Tamer TAŞKIN / DEİK Afrika Bölgesi Koordinatör Başkanı
Dev yatırımlar yapacaklar
Uganda her şeyden önce huzurlu bir ülke. Büyük yatırım projeleri başlatılmış durumda. Bunların başında petrol rafinerileri ve boru hatları geliyor. Petrol fiyatlarının gerilemesi bu projelerin bir miktar ertelenmesine neden oldu ancak bunlar eninde sonunda yapılacak. Türk firmaları bu projelerde mutlaka yer almalı. Ticari ve ekonomik ilişkilerimizi geliştirmek için karşılıklı olarak sürekli gidip geliyoruz.
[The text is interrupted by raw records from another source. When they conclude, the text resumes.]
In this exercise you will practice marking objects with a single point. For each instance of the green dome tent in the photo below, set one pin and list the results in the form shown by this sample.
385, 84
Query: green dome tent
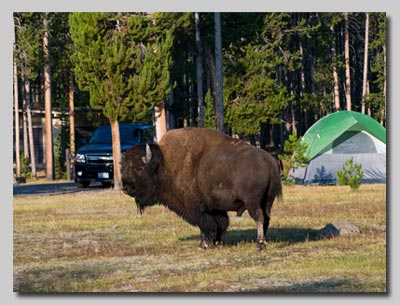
334, 139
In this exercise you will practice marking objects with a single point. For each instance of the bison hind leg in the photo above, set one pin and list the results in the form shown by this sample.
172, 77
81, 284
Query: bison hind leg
213, 224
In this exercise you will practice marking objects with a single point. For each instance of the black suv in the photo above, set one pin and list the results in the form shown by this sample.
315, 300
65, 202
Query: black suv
94, 161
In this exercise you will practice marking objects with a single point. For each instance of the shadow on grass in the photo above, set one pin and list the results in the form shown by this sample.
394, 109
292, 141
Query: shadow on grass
278, 235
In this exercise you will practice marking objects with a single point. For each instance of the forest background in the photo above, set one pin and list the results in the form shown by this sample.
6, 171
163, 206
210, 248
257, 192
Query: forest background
281, 71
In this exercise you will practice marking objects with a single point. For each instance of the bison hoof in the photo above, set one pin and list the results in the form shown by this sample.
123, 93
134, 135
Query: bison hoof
203, 245
261, 245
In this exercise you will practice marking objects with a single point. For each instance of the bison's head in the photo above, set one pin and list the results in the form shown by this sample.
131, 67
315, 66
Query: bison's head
140, 173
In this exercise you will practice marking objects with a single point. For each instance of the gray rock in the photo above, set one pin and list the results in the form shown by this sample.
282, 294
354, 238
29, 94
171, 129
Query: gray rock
338, 228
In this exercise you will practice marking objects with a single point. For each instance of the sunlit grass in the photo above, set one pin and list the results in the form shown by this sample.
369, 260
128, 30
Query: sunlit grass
98, 242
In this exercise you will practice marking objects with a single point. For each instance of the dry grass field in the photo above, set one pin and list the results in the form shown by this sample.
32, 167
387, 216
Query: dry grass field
98, 242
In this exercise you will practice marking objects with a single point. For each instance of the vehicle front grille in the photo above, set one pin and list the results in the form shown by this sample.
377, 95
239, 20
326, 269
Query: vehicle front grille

Ülkenin toplam milli gelirinin sadece yüzde 10’u sanayi üretiminden, geri kalanı tarım ve madencilikten. Uganda, Marmara Denizi’nin beş katı büyüklüğünde olan Viktorya Gölü’nün çevresindeki altı ülkeden biri. Dolayısıyla gemi inşa sanayi için büyük bir potansiyel taşıyor. THY başkent Kampala’ya direkt uçuyor. Bu, Uganda’yla iş yapmak isteyen işadamlarımız için büyük bir avantaj. Vize var fakat Türk vatandaşlarına vizede büyük kolaylık sağlıyorlar. Türkiye’deki üniversitelerde burslu olarak dört bin Afrikalı öğrenci eğitim görüyor. Türk firmaları bu öğrencileri iyi değerlendirmeli, bunlara staj imkanı tanımalı. Çünkü bu öğrenciler mezun olduklarında o firmalara ülkelerinde iş yaratabilir, onların partneri olabilirler. Afrika’da İngilizceden Portekizceye birçok uluslararası dil konuşulduğu gibi yüzlerce de yerel dil konuşuluyor. Türkiye’de eğitim gören Afrikalı öğrenciler bu dillerin hepsine hakimler.